Llega la hora de despedirse, de los compañeros, de los entrenadores, de la psicóloga, de un club y de todas las personas que están detrás. El duelo deportivo para unos y las ganas de acabar para otros están presentes. Poner en común las emociones que se sienten une al equipo. El famoso “no pasa nada” no es cierto, claro que pasa, y hay que darle tiempo a recuperarse de esa decepción, frustración, tristeza, incredulidad… que cada uno siente, inevitable y respetable como ya trabajamos.
Siempre me gusta finalizar con una valoración escrita, de manera individual, pero todos juntos. Un espacio para que cada uno exprese lo que siente, lo que piensa, de manera íntima y desde la calma. Destacando qué cree que aportó a su equipo, qué haría distinto si empezara la temporada, qué destaca de cada entrenador, áreas de mejora, qué aportó la psicóloga a nivel individual y grupal, y qué se llevan de la temporada… Preguntas que te hacen reflexionar, ver la temporada desde otro punto de vista y no solo desde el marcador. Porque al final todo cuenta, todo suma. Esta temporada, llena de experiencias, primerizas para muchos, les hace crecer como personas y deportistas, pero tienen que ser capaces de definirlo, interiorizarlo, sentirlo y creerlo, y así fue nuestra última sesión. El pie y el balón descansaron y se puso en juego una vez más la cabeza.

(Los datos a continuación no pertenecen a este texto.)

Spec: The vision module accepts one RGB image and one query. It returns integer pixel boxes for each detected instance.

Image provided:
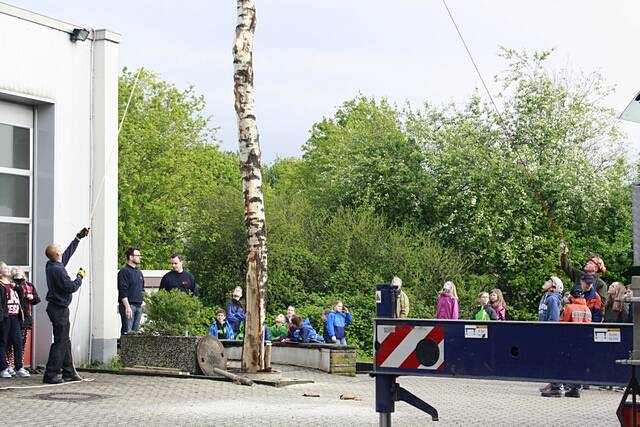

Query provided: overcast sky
[6,0,640,161]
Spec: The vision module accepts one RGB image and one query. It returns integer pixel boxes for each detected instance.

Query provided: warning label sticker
[593,328,620,342]
[464,325,489,339]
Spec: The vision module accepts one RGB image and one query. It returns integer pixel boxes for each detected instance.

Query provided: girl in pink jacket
[436,281,458,320]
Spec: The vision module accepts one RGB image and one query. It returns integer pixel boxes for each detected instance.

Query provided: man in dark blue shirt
[42,228,89,384]
[160,253,200,297]
[118,248,144,335]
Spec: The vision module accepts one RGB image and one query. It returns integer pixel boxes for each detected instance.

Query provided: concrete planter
[221,340,357,376]
[120,335,357,376]
[120,335,200,374]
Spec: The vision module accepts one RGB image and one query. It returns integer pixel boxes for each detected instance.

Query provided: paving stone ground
[0,366,622,427]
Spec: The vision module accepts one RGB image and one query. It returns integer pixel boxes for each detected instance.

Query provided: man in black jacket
[118,247,144,335]
[160,253,200,297]
[42,227,89,384]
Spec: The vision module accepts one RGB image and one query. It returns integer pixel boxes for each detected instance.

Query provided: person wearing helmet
[560,288,591,323]
[560,242,607,300]
[538,276,564,322]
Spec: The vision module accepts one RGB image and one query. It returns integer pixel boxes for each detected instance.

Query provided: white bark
[233,0,267,372]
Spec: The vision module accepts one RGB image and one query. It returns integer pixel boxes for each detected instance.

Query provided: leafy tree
[303,96,427,224]
[118,69,238,268]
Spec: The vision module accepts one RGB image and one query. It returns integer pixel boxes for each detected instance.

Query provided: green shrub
[144,289,215,336]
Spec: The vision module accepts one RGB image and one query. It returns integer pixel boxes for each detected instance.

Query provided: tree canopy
[119,49,632,353]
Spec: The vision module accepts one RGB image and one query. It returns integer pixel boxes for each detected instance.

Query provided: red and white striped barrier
[375,325,445,371]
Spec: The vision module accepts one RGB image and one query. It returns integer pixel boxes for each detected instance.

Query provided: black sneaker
[564,388,580,397]
[540,388,562,397]
[540,383,553,393]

No hay duda que todos recordarán esta temporada y valorarán a futuro cosas que hoy, aún no están preparados mental, ni emocionalmente.
Pretender olvidar algo vivido hace que te pierdas la oportunidad de aprendizaje, y es más probable que se vuelvan a cometer los mismos errores. Lo que sé, si quiero, puedo entrenarlo y modificarlo. Y hablo no solo de la parte física, técnica o táctica, sino de mis habilidades sociales, mi capacidad de comunicarme en el vestuario y en el campo, con mis compañeros y mis entrenadores, de mi capacidad de resolver diferencias, de ser flexible, de apoyar al compañero que lo necesita, de entrenar mi compromiso y mis prioridades, de saber pedir lo que necesito a mi entrenador… No se puede modificar aquello que no sé que hago mal y afecta a mi rendimiento o al rendimiento de los demás, que debilita. Se dice siempre que hay que ser perseverante, pero eso no quiere decir que te machaques a ti mismo o a los demás con aquello que no funciona. Se puede perseverar en un objetivo y cambiar la forma de hacerlo. Hay que ser flexible, y siempre se está a tiempo de modificar aquello que no te permite avanzar.
Para seguir avanzando hay que saber rebobinar, identificar y posicionarse, solo así se aprende de los errores, de los fracasos, sin actitud victimista. Demostrándote a ti mismo que sigues en ello.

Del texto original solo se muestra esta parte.